Side D ensures that the knowledge generated by the other three sides does not remain siloed in
individual practice but enters a shared corpus — one that can be transmitted across generations of
Waxlorians. It is simultaneously documentation, curation, and argument.
Structure & Intent
The Four Sides Framework is not a curriculum to be completed sequentially, nor a hierarchy in which
one side ranks above another. It is a topology — a map of the total terrain of Waxlore, in which any
given practitioner may occupy multiple sides simultaneously or move fluidly between them over the
course of a listening life.
Design Principle: The double-LP is chosen as the structural metaphor deliberately.
A record with four sides implies continuous engagement, the necessity of turning the object over,
attending to it from multiple angles. No single side constitutes the whole work.
The Four Sides at a Glance
Side
Domain
Primary Mode
Core Question
A
Turntable Techniques
Technical / Pedagogical
How does the machine work?
B
Stylus Soul
Engineering / Perceptual
What does the signal feel like?
C
Inner Grooves
Archival / Musicological
What does this pressing mean?
D
Waxlore Journal
Narrative / Editorial
How do we transmit what we know?
Integration & the Living Archive
The framework's most significant contribution is not any single domain but the insistence on their
integration.
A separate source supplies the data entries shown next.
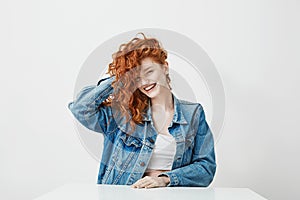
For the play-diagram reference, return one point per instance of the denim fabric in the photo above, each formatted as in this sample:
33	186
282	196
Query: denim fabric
125	157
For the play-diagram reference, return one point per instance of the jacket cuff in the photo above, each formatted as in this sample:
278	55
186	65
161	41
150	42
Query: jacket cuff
174	181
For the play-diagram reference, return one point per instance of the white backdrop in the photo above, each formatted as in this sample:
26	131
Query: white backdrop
254	45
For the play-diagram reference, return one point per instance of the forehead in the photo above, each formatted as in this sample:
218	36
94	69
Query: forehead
148	62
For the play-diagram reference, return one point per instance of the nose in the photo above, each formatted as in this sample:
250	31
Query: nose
143	81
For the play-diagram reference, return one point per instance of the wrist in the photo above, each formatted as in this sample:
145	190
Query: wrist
166	179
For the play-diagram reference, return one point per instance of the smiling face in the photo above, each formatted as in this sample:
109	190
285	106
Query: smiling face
152	77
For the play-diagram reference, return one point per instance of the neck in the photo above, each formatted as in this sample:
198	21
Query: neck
164	100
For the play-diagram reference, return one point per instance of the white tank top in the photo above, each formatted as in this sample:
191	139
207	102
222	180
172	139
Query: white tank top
163	153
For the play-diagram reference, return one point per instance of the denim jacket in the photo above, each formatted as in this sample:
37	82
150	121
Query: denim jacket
125	157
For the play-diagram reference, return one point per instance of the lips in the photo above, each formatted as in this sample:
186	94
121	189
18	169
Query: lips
149	87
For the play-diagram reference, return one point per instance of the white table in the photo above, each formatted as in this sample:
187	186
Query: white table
76	191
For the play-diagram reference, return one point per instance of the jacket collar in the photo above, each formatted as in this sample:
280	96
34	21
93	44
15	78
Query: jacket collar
178	116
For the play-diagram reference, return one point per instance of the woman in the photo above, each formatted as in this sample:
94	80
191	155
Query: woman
151	138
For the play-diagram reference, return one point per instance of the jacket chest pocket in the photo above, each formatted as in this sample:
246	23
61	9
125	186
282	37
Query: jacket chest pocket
126	152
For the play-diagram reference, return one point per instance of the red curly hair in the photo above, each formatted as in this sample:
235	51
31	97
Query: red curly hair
131	101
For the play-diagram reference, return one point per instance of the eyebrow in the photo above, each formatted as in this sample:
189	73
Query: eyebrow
148	68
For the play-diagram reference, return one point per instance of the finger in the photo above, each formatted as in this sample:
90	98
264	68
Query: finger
144	183
147	183
140	181
152	185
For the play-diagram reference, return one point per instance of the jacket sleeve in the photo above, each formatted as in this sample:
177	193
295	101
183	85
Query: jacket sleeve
85	108
200	172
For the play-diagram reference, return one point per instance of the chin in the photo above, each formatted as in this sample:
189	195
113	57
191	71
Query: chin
152	94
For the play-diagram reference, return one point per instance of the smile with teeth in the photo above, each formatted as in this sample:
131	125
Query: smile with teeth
149	87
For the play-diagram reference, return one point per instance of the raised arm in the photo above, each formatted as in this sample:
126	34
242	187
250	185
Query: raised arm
86	109
202	169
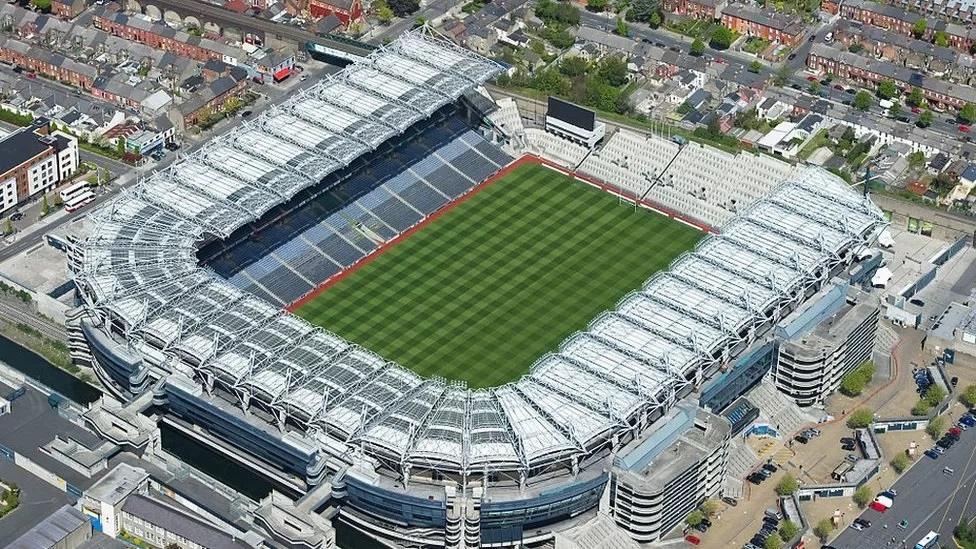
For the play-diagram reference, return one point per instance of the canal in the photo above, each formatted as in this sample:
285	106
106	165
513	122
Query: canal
193	453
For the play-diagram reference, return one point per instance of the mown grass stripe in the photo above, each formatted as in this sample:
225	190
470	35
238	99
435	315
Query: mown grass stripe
501	279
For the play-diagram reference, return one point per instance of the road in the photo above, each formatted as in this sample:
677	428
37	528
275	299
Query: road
927	498
211	12
31	232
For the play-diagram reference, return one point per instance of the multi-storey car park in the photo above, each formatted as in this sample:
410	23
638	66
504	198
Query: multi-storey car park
357	159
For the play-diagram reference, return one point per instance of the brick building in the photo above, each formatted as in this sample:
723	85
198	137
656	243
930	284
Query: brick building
33	160
209	99
68	9
34	59
863	70
346	11
769	25
696	9
162	37
884	16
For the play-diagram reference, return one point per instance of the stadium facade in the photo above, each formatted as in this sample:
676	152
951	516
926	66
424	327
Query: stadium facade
425	461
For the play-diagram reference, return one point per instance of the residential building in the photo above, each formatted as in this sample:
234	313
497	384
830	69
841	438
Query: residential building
209	99
669	471
863	70
162	524
886	16
68	9
823	341
139	28
705	10
38	60
33	160
769	25
346	11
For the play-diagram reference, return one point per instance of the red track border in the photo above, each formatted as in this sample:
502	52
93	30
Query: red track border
521	161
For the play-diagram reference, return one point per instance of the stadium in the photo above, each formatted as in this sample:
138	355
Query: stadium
198	284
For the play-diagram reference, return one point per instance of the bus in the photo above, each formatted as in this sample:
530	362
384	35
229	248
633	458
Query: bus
930	540
77	195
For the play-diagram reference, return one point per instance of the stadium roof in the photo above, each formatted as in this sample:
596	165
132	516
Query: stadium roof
139	270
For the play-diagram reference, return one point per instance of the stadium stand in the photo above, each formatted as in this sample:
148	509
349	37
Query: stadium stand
298	396
557	149
297	252
631	161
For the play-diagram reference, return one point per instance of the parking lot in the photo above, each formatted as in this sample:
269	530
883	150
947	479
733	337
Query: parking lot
929	498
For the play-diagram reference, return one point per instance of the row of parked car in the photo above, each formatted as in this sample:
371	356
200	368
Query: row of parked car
770	527
758	476
952	436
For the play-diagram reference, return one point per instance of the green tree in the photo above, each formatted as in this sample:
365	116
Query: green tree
968	113
642	10
787	485
383	11
862	496
613	70
968	396
823	529
934	395
573	65
860	418
925	119
915	97
597	6
918	29
936	427
402	8
722	38
622	28
709	507
862	100
887	89
900	462
788	530
694	518
783	75
655	20
917	160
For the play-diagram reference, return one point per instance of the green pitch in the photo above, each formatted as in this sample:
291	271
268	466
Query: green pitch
486	289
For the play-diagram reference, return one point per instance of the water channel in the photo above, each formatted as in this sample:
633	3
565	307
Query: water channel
190	451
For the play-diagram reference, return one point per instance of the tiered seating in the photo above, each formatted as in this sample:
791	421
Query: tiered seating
390	210
417	193
712	185
554	148
289	257
631	161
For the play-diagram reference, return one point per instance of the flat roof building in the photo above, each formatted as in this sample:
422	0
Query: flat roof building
33	160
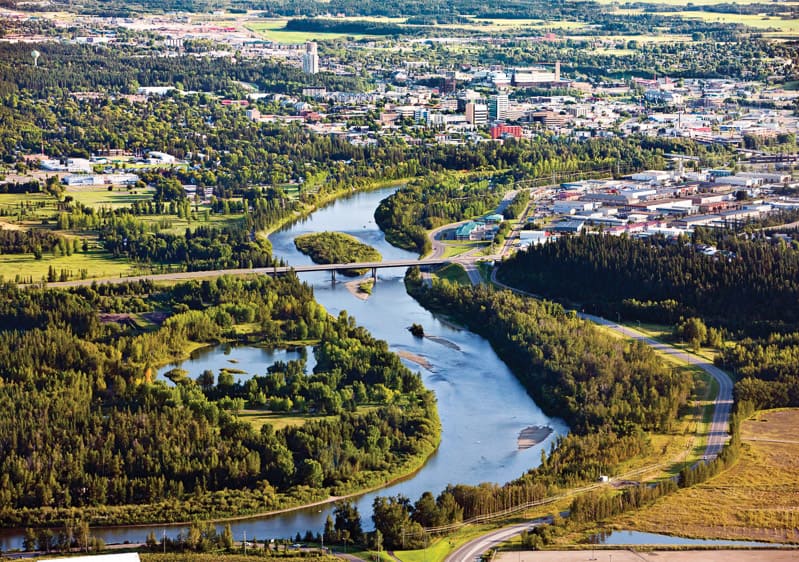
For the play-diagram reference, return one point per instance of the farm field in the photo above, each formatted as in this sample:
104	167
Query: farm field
97	263
757	21
274	30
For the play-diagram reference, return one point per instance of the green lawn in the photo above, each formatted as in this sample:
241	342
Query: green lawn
99	196
757	21
97	263
456	248
697	2
279	420
175	225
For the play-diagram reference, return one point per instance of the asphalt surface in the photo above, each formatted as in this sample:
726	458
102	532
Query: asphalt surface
474	549
717	437
719	426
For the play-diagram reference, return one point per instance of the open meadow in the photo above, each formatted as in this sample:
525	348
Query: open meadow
757	499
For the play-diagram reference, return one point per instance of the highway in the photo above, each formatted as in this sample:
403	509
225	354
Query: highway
475	548
719	427
718	432
278	270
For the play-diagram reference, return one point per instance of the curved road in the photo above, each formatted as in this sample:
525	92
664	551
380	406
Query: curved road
717	437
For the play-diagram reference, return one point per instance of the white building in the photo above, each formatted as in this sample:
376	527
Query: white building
74	165
476	114
156	157
310	59
498	107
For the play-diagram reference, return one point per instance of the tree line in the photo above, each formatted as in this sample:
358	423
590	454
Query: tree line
751	286
95	432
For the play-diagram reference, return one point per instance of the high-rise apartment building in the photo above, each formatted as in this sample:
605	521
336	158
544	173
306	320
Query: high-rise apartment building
498	107
310	59
476	114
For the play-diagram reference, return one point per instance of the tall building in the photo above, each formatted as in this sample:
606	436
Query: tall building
498	107
476	114
310	59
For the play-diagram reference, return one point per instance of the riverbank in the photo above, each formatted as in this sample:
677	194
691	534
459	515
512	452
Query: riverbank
633	555
165	514
326	200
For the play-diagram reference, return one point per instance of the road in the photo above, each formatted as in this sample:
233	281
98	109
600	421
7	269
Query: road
475	548
719	427
717	437
185	275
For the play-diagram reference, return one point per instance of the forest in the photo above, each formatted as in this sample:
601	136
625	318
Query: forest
750	287
336	247
610	391
98	436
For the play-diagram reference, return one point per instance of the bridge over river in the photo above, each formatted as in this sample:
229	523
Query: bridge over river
275	270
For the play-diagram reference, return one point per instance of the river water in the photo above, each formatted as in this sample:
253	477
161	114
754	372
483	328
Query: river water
481	405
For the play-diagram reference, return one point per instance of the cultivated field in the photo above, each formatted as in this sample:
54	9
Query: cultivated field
757	499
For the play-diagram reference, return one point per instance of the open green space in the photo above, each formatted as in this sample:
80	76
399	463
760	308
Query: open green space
100	196
695	2
756	499
97	263
275	30
757	21
454	273
178	225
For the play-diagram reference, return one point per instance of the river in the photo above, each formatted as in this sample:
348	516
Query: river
481	404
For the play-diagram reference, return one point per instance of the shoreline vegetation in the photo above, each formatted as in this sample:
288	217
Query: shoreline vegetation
336	247
282	479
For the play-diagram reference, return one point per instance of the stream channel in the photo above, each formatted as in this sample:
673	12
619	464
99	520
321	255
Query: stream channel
481	404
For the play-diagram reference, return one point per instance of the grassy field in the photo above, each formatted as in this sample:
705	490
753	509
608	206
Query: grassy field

A Waxlorian who possesses only Side A knowledge can maintain equipment but cannot
interpret what they are playing. One who holds only Side C knowledge can describe a pressing's
provenance but may be unable to hear it faithfully. The Four Sides Framework demands, at minimum,
functional literacy across all four domains — and rewards genuine depth in each.
This integration is what distinguishes the Waxlorian from the collector,
the audiophile, or the crate-digger. Each of those figures inhabits a single side. The Waxlorian
holds all four.
On Transmission: The Four Sides Framework is also a theory of knowledge transfer.
Side D exists precisely because technical mastery and archival depth are insufficient if they cannot
be written down, shared, and handed forward. The Journal is not supplementary — it is the mechanism
by which Waxlore reproduces itself across time.
Relation to the Waxlore Collective
The Waxlore Collective organizes its research,
publishing, and educational activity according to the Four Sides Framework. Each side corresponds
to a distinct output channel within the Collective's broader mission as a decentralized cultural
preservation engine — ensuring that no dimension of analog sound stewardship is neglected in favor
of another.
The Framework also aligns with the Collective's foundational "Archive & Anvil" methodology: Side A,
B, and C constitute the technical and cultural archive, while Side D is the anvil — the active
practice of working that material into transmissible form.